Specific Requirements
Your submission must include at least two figures which graphically illustrate
quantitative aspects of your results, such as training/testing error curves,
learned parameters, algorithm outputs, input data sorted by results in some
way, etc.
Your submission must include at least 3 references to previously published
papers or book sections.
Your submission should follow the generally accepted style of paper
writing: include an introduction section to motivate your problem and
algorithm, a section describing your approach and how it compares to
previous work, a section outlining the experiments you ran and the
results you obtained, and a short conclusions section to sum up what
you discovered. We are expecting the report for a single person
project to be 5 to 10 pages. You can write it up in whatever format
you prefer, but the submitted version must be sent as a .pdf.
**Note: If you choose to do a project that is not one of the
suggested projects below, you should make an appointment with Geoffrey
Hinton soon to discuss it.
Marking Scheme
The projects will be marked out of 35, with each point being worth 1%
of your final grade.
The following criteria will be taken into account when marking:
1. Clarity/Relevance of problem statement and description of approach.
2. Discussion of relationship to previous work and references.
3. Design and execution of experiments.
4. Figures/Tables/Writing: easily readable, properly labeled, informative.
Friendly Advice
Be selective! Don't choose a project that has nothing to do with machine
learning. Don't investigate an algorithm that is clearly doomed to failure or
un-implementable. Don't attack a problem that is irrelevant, ill-defined or
unsolvable.
Be honest! You are not being marked on how good the results are. It doesn't
matter if your method is worse than the ones you compare
to. What matters is that you try something sensible, clearly describe the
problem, your method, what you did, and what the results were.

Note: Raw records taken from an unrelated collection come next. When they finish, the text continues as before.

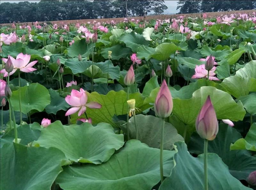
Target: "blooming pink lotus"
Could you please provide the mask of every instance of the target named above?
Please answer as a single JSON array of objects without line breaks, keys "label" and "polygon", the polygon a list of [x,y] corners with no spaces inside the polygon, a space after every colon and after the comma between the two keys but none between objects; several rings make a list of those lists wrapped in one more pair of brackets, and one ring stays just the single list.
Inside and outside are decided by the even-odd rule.
[{"label": "blooming pink lotus", "polygon": [[65,116],[74,114],[79,110],[78,116],[81,116],[85,112],[86,107],[95,109],[100,109],[101,107],[101,105],[97,102],[91,102],[87,103],[87,99],[86,91],[82,88],[80,89],[80,91],[73,89],[71,91],[71,95],[68,95],[65,98],[67,103],[73,107],[67,111]]},{"label": "blooming pink lotus", "polygon": [[77,121],[81,121],[81,122],[82,122],[84,123],[92,123],[92,118],[90,117],[88,118],[88,119],[85,119],[85,118],[79,118],[79,119],[78,119],[77,120]]},{"label": "blooming pink lotus", "polygon": [[4,80],[0,79],[0,97],[5,96],[4,89],[5,89],[6,86],[6,82]]},{"label": "blooming pink lotus", "polygon": [[155,102],[156,115],[162,118],[169,117],[172,111],[173,105],[171,92],[164,80]]},{"label": "blooming pink lotus", "polygon": [[228,17],[226,16],[225,17],[223,17],[222,18],[222,21],[221,23],[222,24],[225,24],[229,26],[230,26],[230,23],[234,22],[234,21],[232,20],[232,18],[230,17]]},{"label": "blooming pink lotus", "polygon": [[132,53],[131,56],[131,60],[132,61],[132,64],[134,65],[135,63],[137,64],[140,64],[141,63],[141,59],[140,59],[137,57],[137,55],[136,53]]},{"label": "blooming pink lotus", "polygon": [[71,86],[72,86],[72,84],[74,84],[74,85],[76,86],[76,85],[77,85],[77,83],[76,82],[76,81],[71,81],[70,83],[67,83],[67,85],[66,85],[66,87]]},{"label": "blooming pink lotus", "polygon": [[218,121],[210,96],[197,116],[196,129],[202,138],[209,140],[214,140],[218,133]]},{"label": "blooming pink lotus", "polygon": [[188,27],[184,27],[183,25],[181,25],[180,26],[180,30],[181,34],[185,34],[186,33],[188,33],[190,32],[191,30],[189,29],[189,28]]},{"label": "blooming pink lotus", "polygon": [[[37,63],[37,61],[34,61],[29,63],[30,58],[30,55],[24,55],[22,53],[20,53],[17,56],[16,59],[11,56],[8,56],[8,58],[11,59],[13,65],[13,70],[10,73],[10,75],[14,73],[18,69],[24,73],[29,73],[36,70],[36,69],[32,67]],[[3,58],[2,59],[4,63],[6,63],[8,59]],[[5,69],[1,70],[0,73],[4,73],[4,76],[5,77],[8,75],[8,73]]]},{"label": "blooming pink lotus", "polygon": [[47,127],[52,122],[51,122],[50,119],[49,119],[47,118],[44,118],[43,119],[41,122],[41,125],[44,127]]},{"label": "blooming pink lotus", "polygon": [[[191,78],[207,78],[208,71],[205,69],[204,64],[200,65],[196,65],[195,69],[195,74],[192,76]],[[217,77],[214,76],[216,75],[214,72],[216,69],[216,67],[214,67],[209,73],[209,80],[215,81],[219,81],[220,80]]]}]

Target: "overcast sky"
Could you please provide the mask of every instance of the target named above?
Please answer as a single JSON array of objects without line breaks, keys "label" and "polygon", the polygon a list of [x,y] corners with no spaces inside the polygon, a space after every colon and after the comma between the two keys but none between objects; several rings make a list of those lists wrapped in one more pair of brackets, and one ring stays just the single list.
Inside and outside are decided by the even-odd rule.
[{"label": "overcast sky", "polygon": [[[28,1],[31,2],[38,3],[40,1],[40,0],[27,0],[27,1],[16,1],[10,0],[0,0],[0,3],[8,2],[9,3],[19,3],[21,1]],[[177,7],[177,3],[178,1],[164,1],[165,4],[168,7],[168,9],[164,11],[164,14],[170,14],[171,13],[177,13],[178,11],[176,10]]]}]

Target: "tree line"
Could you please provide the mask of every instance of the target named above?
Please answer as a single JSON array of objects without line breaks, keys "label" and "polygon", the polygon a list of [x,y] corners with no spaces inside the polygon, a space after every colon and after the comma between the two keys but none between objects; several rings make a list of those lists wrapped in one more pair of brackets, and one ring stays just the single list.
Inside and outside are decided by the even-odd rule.
[{"label": "tree line", "polygon": [[143,16],[153,11],[162,14],[167,9],[164,1],[78,0],[3,3],[0,6],[0,22],[9,23],[125,17]]},{"label": "tree line", "polygon": [[218,12],[256,9],[256,1],[179,1],[177,10],[180,13]]}]

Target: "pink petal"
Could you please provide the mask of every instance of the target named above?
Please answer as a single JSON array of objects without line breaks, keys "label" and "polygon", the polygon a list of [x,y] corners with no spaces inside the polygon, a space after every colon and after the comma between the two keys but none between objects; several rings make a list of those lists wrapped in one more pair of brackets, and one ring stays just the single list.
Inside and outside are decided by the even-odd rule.
[{"label": "pink petal", "polygon": [[65,116],[67,116],[68,115],[69,115],[74,114],[79,110],[79,109],[80,109],[80,107],[71,107],[67,111],[65,114]]},{"label": "pink petal", "polygon": [[81,109],[80,109],[80,110],[79,111],[79,112],[78,113],[78,117],[81,116],[82,114],[85,112],[86,111],[86,107],[84,106],[82,106],[81,107]]},{"label": "pink petal", "polygon": [[101,107],[101,105],[100,104],[95,102],[91,102],[87,103],[85,104],[85,106],[88,107],[92,108],[100,109]]}]

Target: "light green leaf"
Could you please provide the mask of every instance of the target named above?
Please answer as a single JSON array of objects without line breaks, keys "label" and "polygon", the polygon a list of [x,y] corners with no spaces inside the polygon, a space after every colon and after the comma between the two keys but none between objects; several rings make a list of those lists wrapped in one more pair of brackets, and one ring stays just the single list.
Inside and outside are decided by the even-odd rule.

Be modest! Don't pick a project that is way too hard. Usually, if you select
the simplest thing you can think of to try, and do it carefully, it will take
much longer than you think.
Have fun! If you pick something you think is cool, that will make getting it
to work less painful and writing up your results less boring.
Suggested Projects
1. Train a Deep Boltzmann Machine with two hidden layers on a set of
binary vectors. Investigate the effect of pretraining on the speed of
training and on the quality of the examples generated by the trained
DBM. This project is mainly about implementing the rather complicated
algorithm described in the reading for that lecture.
2. Compare different energy functions for modeling
image patches using contrastive backpropagation.
First, replicate the model in the notes for lecture 3b that uses two layers of logistic
hidden units to learn to model a two-dimensional density composed of four squares
that contain the data. The hybrid Monte Carlo method that you will need to use is explained
in “Probabilistic inference using Markov chain Monte Carlo methods”, Neal
(1993). For this example, it is probably sufficient to use CD1 without any repetitions
of the choice of random momentum in the trajectory that is used to get the “negative”
data.
Once your code works on this toy problem, try using contrastive backpropagation
with multi-layer feedforward neural nets of various designs with various energy
functions to learn a model of the 8x8 image patches that can be found at:
http://www.cs.toronto.edu/~hinton/data/patches.mat
You might need to use a relatively small training set with a relatively small feedforward
net in order to get your experiments finished in time.
Your report should discuss the effects of using different feed-forward architectures,
different energy functions and different versions of the training procedure. You obviously
do not have time to systematically explore all of these variations so it would
be sufficient to have one “standard” model and to report the effects of one sensible
variation of the network architecture, one sensible variation of the training procedure
and one sensible variation of the energy function.